It is now up to commissioners to determine how to make the four-percent cut that they have asked of all department heads.
“He said he feels like he can’t cut anything,” Commissioner Dan Wright said during a budget talk Tuesday afternoon. Wright referred specifically to a letter the commission received from Tirey following their conversation with him at their last work session.
Tirey, who was not at Tuesday’s work session, said in a telephone interview after the meeting that he felt his budgets were already “bare bones.”
“I’m not going to endanger the public or the citizens of this county. They’re going to make those decisions,” Tirey said.
Tirey added that his department is currently struggling to keep up with its calls and caseload.
“I don’t have the personnel or the vehicles that I once did,” Tirey said.
Chairman Billy Luster said during the work session that he has already trimmed the jail’s $3.2 million budget by four percent. Commissioner Keith Davis said he believed the same could be done for the $2.3 million budget that has been proposed for the sheriff’s office.

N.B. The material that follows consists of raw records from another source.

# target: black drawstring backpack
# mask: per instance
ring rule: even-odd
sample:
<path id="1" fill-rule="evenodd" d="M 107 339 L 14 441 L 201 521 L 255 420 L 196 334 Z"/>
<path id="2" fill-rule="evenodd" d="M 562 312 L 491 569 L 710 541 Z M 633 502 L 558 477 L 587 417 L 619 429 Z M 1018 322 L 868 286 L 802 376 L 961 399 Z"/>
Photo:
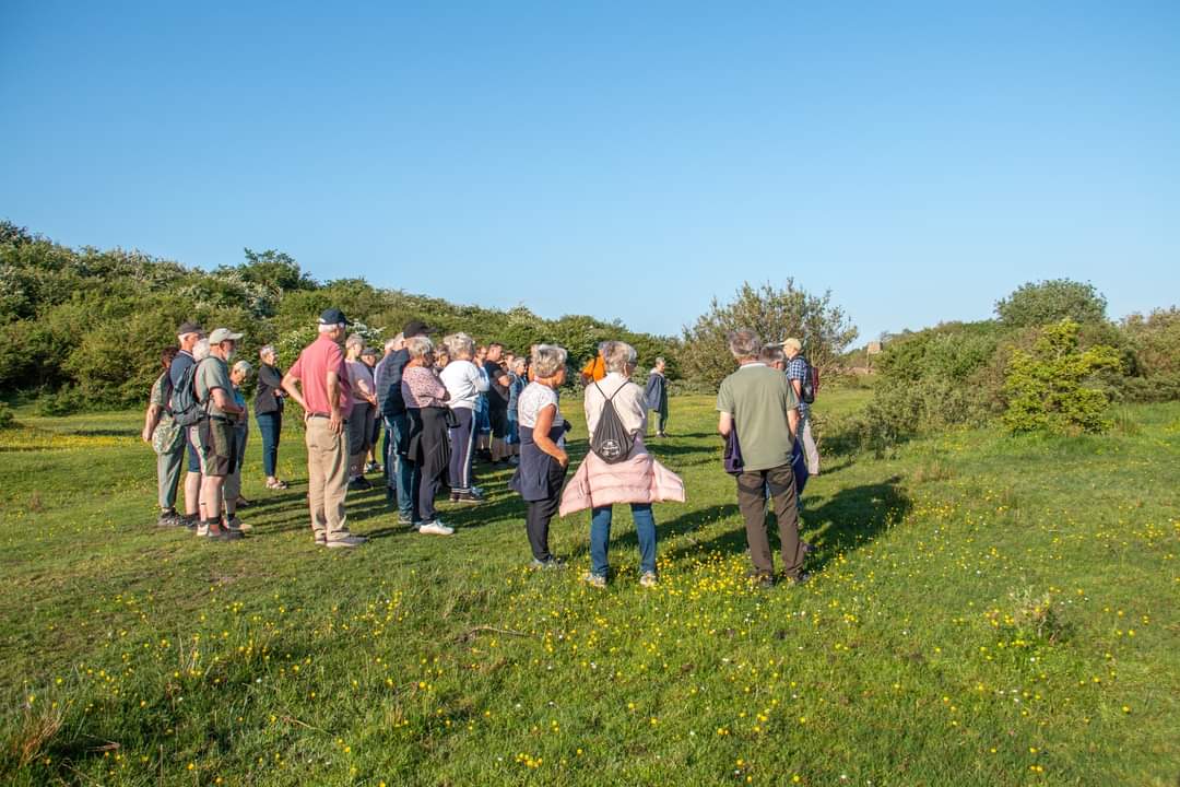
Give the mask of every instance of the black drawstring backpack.
<path id="1" fill-rule="evenodd" d="M 618 387 L 618 391 L 622 391 L 628 385 L 634 383 L 624 383 Z M 607 401 L 602 405 L 602 414 L 598 415 L 597 428 L 590 435 L 590 450 L 608 465 L 616 465 L 631 455 L 635 435 L 630 434 L 623 427 L 623 421 L 620 420 L 618 413 L 615 412 L 614 399 L 618 395 L 618 391 L 608 399 L 607 394 L 602 393 L 602 387 L 597 382 L 594 383 L 594 387 L 598 388 L 598 393 Z"/>

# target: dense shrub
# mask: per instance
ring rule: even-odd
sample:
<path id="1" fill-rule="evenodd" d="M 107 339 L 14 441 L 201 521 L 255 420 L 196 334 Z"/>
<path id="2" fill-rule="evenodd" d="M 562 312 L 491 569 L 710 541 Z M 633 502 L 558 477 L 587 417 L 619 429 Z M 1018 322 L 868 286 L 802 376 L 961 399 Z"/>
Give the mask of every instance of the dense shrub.
<path id="1" fill-rule="evenodd" d="M 244 334 L 238 358 L 251 362 L 275 343 L 289 366 L 315 336 L 320 311 L 335 306 L 380 346 L 411 319 L 444 333 L 465 330 L 517 352 L 557 342 L 571 363 L 598 342 L 632 343 L 640 362 L 657 355 L 676 374 L 675 340 L 638 334 L 586 316 L 542 319 L 455 306 L 440 299 L 379 289 L 360 278 L 319 284 L 281 251 L 245 249 L 245 261 L 208 273 L 123 249 L 70 249 L 0 222 L 0 391 L 44 392 L 53 413 L 142 402 L 159 372 L 159 353 L 194 319 Z"/>
<path id="2" fill-rule="evenodd" d="M 1110 392 L 1096 381 L 1102 370 L 1121 366 L 1119 352 L 1106 345 L 1079 346 L 1073 320 L 1045 326 L 1031 353 L 1012 353 L 1004 382 L 1012 432 L 1101 433 L 1113 425 Z"/>

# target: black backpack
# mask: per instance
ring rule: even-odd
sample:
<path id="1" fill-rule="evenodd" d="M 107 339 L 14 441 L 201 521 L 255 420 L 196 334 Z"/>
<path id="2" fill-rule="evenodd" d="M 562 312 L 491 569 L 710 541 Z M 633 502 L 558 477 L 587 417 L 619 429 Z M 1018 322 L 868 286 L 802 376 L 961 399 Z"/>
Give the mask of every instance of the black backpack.
<path id="1" fill-rule="evenodd" d="M 202 363 L 204 360 L 190 363 L 172 389 L 172 420 L 177 426 L 192 426 L 205 418 L 205 408 L 197 400 L 197 368 Z"/>
<path id="2" fill-rule="evenodd" d="M 625 388 L 627 385 L 634 383 L 624 383 L 618 387 L 618 391 Z M 590 435 L 590 450 L 608 465 L 615 465 L 631 455 L 631 448 L 635 446 L 635 435 L 623 427 L 623 421 L 620 420 L 618 413 L 615 412 L 614 399 L 618 395 L 618 391 L 608 399 L 607 394 L 602 393 L 602 388 L 597 382 L 594 383 L 594 387 L 598 388 L 598 393 L 607 401 L 603 402 L 602 414 L 598 415 L 598 427 Z"/>

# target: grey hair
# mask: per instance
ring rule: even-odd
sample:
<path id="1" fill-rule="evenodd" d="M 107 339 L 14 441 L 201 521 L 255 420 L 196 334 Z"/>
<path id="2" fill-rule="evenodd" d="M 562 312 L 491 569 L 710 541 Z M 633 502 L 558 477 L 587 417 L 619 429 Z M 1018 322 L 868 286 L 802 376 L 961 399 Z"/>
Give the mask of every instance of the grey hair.
<path id="1" fill-rule="evenodd" d="M 461 332 L 445 337 L 442 345 L 451 358 L 471 358 L 476 354 L 476 340 Z"/>
<path id="2" fill-rule="evenodd" d="M 759 354 L 758 360 L 762 361 L 767 366 L 773 366 L 775 363 L 781 363 L 782 361 L 786 361 L 787 356 L 782 352 L 782 348 L 779 347 L 778 345 L 767 345 L 766 347 L 762 348 L 762 352 Z"/>
<path id="3" fill-rule="evenodd" d="M 538 345 L 532 352 L 532 370 L 538 378 L 551 378 L 565 366 L 570 354 L 557 345 Z"/>
<path id="4" fill-rule="evenodd" d="M 625 374 L 627 367 L 635 363 L 635 348 L 627 342 L 609 341 L 602 348 L 602 359 L 608 372 Z"/>
<path id="5" fill-rule="evenodd" d="M 749 328 L 733 330 L 726 336 L 726 340 L 729 342 L 729 352 L 738 360 L 758 358 L 758 354 L 762 352 L 762 340 Z"/>
<path id="6" fill-rule="evenodd" d="M 409 358 L 425 358 L 426 353 L 434 349 L 434 342 L 426 336 L 413 336 L 406 340 L 406 350 Z"/>

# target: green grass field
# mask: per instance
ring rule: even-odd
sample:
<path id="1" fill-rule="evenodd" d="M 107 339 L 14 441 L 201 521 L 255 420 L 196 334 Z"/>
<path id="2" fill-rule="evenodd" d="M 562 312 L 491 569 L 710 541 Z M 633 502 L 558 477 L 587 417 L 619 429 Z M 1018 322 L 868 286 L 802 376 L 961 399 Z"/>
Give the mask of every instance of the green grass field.
<path id="1" fill-rule="evenodd" d="M 866 395 L 825 393 L 830 419 Z M 658 588 L 617 511 L 605 591 L 578 582 L 585 512 L 555 523 L 570 570 L 525 568 L 507 473 L 450 539 L 352 496 L 373 540 L 329 552 L 301 435 L 296 483 L 268 492 L 255 432 L 255 531 L 208 544 L 155 527 L 139 414 L 18 409 L 0 782 L 1178 783 L 1180 405 L 1106 438 L 828 457 L 804 496 L 813 581 L 758 591 L 712 404 L 675 399 L 654 446 L 689 491 L 656 507 Z"/>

“It’s only fair if the other department heads are trimming theirs by four percent, and I think there’s room for a four-percent trim in the sheriff’s office without jeopardizing public safety,” Davis said.
Davis added that approximately $92,000 would have to be cut from the sheriff’s office budget in order to reach the four percent threshold.
Commissioner Steven Aderholt said if Tirey’s wish is for the commission to determine the budgets, then they should do so for each individual line item.
Davis pointed out that conversations with county employees would be helpful in determining which cuts to make.
“If we have to go that route, I think that involves us interviewing folks who work at the jail and the sheriff’s office to get an idea of staffing, what their needs are, how the management is,” Davis said.
Aderholt also recommended inviting Tirey to the next bugdet work session, which is scheduled for Tuesday, Sept. 10 at 1 p.m.
The commission met with several other department heads on Tuesday. All of their proposed budgets, which included the suggested four-percent cut, met with the board’s approval.
Commissioners stated in their first budget meeting in August that across the board cuts would be needed to prepare for 2018, when an 11-year-old, $27 million debt will come due.